La luce dei lampioni rese ogni cosa più distinta, definendo anche l'identità di chi mi stava davanti. Per un attimo indietreggiai, come se avessi visto un fantasma. Poi lui avanzò.

"Becky" pronunciò il mio nome con un tono che non riuscii a decifrare. Ero troppo sconvolta da quella visione, il mio cervello stava palesemente andando in tilt.

"Becky" disse nuovamente lui, avvicinandosi.

"Stammi lontano" lo minacciai in un soffio. "Che ci fai qui?" gli chiesi, non esattamente entusiasta. Ero confusa, per quanto avessi desiderato rivederlo fino a qualche momento prima, anche sforzandomi, ora non riuscivo ad avere una reazione positiva.
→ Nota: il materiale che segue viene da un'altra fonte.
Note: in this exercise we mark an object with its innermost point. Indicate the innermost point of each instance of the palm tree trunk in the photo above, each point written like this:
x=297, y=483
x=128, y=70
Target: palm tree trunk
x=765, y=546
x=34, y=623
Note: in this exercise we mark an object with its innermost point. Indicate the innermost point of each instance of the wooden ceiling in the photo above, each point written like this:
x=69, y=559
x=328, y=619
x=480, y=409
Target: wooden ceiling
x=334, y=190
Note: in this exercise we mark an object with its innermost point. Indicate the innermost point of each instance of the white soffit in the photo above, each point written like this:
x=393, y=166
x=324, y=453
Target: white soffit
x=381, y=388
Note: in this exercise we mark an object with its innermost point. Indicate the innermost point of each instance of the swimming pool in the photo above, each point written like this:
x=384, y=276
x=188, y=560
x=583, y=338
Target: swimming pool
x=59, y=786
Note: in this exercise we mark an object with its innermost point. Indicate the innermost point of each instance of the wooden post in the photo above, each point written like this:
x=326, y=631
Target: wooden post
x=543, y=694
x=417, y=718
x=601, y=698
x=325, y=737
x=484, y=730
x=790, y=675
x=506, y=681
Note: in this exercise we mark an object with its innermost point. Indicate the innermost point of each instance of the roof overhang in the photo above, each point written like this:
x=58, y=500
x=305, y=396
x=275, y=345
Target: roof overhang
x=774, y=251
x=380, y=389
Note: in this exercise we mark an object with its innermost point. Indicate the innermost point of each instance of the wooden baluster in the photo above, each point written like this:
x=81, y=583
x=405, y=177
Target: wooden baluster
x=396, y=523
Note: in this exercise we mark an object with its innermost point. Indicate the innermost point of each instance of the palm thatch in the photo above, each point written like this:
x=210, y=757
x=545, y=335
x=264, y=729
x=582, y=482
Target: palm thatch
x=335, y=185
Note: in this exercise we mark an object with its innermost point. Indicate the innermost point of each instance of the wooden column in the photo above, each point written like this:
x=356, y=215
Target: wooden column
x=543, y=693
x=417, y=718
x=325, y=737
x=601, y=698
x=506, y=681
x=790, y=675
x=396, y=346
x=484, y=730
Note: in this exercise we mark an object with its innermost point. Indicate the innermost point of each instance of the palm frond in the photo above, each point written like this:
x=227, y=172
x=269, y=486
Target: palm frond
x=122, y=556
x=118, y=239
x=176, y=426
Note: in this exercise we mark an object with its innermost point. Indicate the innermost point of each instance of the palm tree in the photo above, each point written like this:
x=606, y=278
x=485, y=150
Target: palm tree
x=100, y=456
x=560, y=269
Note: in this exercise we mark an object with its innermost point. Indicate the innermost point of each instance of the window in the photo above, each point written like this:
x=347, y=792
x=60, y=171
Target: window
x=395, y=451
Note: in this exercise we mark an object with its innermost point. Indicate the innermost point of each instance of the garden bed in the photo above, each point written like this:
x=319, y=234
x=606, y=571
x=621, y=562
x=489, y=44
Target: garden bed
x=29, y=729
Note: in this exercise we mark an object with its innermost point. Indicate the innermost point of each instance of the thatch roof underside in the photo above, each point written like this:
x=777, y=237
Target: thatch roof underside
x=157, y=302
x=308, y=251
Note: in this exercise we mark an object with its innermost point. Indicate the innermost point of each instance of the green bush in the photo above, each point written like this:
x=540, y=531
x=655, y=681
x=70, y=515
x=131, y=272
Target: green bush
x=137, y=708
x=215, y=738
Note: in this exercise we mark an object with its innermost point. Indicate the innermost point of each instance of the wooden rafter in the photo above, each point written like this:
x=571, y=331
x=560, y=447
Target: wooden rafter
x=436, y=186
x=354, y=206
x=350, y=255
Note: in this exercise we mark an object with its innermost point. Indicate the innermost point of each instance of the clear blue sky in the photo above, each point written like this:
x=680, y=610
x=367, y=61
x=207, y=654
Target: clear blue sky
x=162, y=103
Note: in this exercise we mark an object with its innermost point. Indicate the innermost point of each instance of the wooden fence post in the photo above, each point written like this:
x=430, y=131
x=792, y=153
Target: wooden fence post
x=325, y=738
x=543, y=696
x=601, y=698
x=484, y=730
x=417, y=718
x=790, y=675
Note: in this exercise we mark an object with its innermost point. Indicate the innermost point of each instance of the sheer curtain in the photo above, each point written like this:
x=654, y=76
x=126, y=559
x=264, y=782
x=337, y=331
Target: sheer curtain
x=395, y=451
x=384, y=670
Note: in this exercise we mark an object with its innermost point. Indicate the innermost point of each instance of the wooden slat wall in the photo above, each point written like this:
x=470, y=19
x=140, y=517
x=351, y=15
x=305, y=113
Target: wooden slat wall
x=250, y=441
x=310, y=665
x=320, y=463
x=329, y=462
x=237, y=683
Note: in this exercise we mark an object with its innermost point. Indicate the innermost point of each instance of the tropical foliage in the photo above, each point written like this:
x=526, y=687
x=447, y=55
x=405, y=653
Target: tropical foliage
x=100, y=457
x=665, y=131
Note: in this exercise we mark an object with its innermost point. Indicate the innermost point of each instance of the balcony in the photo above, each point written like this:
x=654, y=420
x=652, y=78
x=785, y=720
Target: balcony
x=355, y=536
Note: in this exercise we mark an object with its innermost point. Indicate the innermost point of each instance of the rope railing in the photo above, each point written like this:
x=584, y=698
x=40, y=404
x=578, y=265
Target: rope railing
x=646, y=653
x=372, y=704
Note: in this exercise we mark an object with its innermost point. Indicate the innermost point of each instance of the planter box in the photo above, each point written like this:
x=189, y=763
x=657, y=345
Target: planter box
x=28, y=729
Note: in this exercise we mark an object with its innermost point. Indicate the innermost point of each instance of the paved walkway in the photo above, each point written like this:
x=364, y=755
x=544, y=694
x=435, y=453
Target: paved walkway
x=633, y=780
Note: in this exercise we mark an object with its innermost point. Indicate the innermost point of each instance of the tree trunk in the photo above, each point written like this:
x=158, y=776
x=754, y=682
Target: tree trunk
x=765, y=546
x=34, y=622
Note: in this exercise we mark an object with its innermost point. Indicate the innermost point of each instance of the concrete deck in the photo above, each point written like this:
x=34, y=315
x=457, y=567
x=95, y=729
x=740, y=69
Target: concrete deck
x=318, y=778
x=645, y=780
Nonostante volessi delle risposte, una parte di me sentiva di non essere ancora pronta davvero per averne.

"Becky mi dispiace...io.." non riusciva a mettere insieme le parole, ma io non ero pronta a sentirle, perciò lo superai. "Fermati!" mi gridò, rincorrendomi. "Volevo farti gli auguri. Mi dispiace così tanto!" le sue parole mi giunsero indefinite, sovrastate dal mio respiro irregolare, dal battito del mio cuore, dalle lacrime che spingevano per uscire. Mi rintanai dentro casa come se fosse la mia unica salvezza.

I miei si accorsero di quanto ero sconvolta, ma non li lasciai indagare. Mi chiusi a chiave nella mia stanza, mentre le lacrime uscivano tutte, anche quelle che avevo per tutti quei giorni trattenuto con l'intenzione di mostrarmi forte. Appoggiata contro la porta, mi lasciai cadere a terra, svuotandomi da quel dolore informe e insopportabile, dalla frustrazione e dalla sensazione di essere stata così ferita da non riuscire più a incollare insieme tutte le parti di me.

Abe era tornato, così, all'improvviso. E avrei dovuto sentirmi sollevata o arrabbiata. Avevo avuto bisogno di risposte fino a qualche momento prima. Ora sembrava non importare più: qualsiasi risposta non avrebbe curato le mie ferite.

Dimenticai il terzo messaggio che avrei dovuto inviare a Keri e passai la nottata più lunga della mia vita a guardare fisso davanti a me, con gli occhi gonfi dal pianto, senza riuscire a pormi domande, incapace di dare un senso a tutto quello che stavo provando.